## Evaluating Model Performance by Category

In this cell, we evaluate the model's performance by splitting the generated and target details into categories and calculating various metrics:

### Data Preparation

- **`generated_dict`** and **`target_dict`**: Dictionaries to store generated and target details for each category (0 through 5). The `generated_details` and `target_details` lists are split into these dictionaries based on category indices.

- **`generated_details`** and **`target_details`**: Predictions generated by the model and the actual target values

### Metrics Calculation

- **`categories`**: List of categories for which metrics will be computed: `details_Brand`, `L0_category`, `L1_category`, `L2_category`, `L3_category`, and `L4_category`.

- **`metrics`**: List of metrics to be calculated: `accuracy`, `precision`, `recall`, and `f1`.

For each category:
1. **Compute Metrics**: Accuracy, precision, recall, and F1 score are calculated using `accuracy_score`, `precision_score`, `recall_score`, and `f1_score` from `sklearn.metrics`. Metrics are computed with macro averaging to handle multi-class classification.

2. **Print Results**: The results for each category are printed, showing the calculated metrics with four decimal places.

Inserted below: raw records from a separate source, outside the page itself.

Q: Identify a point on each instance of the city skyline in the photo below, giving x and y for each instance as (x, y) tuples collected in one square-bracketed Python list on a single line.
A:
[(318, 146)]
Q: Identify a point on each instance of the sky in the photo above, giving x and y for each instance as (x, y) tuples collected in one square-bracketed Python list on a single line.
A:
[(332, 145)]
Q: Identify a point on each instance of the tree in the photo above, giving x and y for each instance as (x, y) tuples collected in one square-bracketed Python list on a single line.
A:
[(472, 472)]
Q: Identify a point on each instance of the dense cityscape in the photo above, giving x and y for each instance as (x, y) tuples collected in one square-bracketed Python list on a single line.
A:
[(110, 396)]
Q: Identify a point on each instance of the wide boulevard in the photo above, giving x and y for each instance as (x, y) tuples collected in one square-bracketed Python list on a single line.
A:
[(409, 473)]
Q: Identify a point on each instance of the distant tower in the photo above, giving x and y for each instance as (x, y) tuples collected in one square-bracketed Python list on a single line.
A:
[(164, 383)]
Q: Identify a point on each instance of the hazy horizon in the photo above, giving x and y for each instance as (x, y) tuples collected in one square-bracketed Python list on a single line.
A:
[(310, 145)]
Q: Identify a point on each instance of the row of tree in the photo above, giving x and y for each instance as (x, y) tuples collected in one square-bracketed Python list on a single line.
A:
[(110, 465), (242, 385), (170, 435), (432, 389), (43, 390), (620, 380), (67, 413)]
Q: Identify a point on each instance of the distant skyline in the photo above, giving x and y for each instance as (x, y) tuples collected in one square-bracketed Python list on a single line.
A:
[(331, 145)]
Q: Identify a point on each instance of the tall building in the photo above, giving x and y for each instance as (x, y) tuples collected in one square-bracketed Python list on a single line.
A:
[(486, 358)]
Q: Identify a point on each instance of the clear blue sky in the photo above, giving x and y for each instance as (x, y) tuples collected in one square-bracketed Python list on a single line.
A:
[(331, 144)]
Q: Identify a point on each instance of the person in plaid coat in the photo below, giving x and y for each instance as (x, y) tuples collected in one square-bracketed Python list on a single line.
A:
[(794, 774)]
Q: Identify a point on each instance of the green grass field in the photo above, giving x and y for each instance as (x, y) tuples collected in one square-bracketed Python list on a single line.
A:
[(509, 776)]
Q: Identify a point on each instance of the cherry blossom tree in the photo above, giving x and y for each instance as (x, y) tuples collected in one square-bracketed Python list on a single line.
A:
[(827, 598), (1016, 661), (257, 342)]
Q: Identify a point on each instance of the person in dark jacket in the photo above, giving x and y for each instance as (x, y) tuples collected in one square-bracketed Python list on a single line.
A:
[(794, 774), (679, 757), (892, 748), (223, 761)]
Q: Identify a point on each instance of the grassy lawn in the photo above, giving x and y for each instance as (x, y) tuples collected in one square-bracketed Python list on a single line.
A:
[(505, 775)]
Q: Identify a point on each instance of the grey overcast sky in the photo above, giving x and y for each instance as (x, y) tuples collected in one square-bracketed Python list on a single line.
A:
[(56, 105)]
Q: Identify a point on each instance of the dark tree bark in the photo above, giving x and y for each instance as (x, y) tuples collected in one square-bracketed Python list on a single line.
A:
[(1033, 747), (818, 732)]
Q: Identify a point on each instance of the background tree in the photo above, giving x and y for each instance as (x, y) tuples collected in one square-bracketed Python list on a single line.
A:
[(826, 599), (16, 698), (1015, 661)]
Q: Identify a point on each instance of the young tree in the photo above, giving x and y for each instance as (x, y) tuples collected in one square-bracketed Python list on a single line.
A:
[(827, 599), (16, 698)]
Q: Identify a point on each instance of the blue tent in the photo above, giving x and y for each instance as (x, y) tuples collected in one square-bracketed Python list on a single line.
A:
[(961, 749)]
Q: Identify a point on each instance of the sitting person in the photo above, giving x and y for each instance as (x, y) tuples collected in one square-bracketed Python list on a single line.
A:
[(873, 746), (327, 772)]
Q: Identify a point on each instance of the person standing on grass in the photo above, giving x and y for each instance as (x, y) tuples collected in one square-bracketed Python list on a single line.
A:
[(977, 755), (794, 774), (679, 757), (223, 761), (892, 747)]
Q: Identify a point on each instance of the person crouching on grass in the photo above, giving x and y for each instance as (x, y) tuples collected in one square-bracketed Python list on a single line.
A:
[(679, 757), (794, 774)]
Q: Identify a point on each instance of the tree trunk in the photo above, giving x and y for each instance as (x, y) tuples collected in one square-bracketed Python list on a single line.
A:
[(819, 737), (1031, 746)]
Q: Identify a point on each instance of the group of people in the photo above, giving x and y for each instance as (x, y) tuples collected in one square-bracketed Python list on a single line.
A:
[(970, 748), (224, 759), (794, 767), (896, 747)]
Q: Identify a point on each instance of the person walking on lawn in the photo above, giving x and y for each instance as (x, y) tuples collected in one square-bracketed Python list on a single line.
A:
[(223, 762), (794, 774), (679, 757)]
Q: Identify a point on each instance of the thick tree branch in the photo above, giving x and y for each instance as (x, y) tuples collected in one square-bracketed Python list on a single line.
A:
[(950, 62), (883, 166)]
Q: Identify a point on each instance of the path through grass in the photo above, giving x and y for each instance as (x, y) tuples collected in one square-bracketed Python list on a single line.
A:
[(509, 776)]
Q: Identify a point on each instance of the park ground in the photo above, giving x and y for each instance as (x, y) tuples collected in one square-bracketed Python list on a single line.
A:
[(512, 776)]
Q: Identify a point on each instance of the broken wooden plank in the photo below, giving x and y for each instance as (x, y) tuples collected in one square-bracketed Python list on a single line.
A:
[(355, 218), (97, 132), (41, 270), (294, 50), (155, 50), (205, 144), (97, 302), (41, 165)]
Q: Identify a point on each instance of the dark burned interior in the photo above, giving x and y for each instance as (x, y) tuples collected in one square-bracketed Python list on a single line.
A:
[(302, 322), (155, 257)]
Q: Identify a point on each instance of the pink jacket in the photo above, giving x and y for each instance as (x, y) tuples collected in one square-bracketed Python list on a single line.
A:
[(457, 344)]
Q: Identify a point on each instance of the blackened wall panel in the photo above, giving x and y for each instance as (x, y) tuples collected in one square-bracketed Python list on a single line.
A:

The printed results provide insight into the performance of the model across different categories and metrics.


In [None]:
from sklearn.metrics import accuracy_score, precision_score, recall_score, f1_score

generated_dict = {i: [] for i in range(6)}
target_dict = {i: [] for i in range(6)}

for gen, tar in zip(generated_details, target_details):
    for i in range(6):
        generated_dict[i].append(gen[i])
        target_dict[i].append(tar[i])

print('Splitted into category.............\n')

# Clean repeated patterns in L4_category
generated_dict[5] = [text for text in generated_dict[5]]

categories = ['details_Brand', 'L0_category', 'L1_category', 'L2_category', 'L3_category', 'L4_category']
metrics = ['accuracy', 'precision', 'recall', 'f1']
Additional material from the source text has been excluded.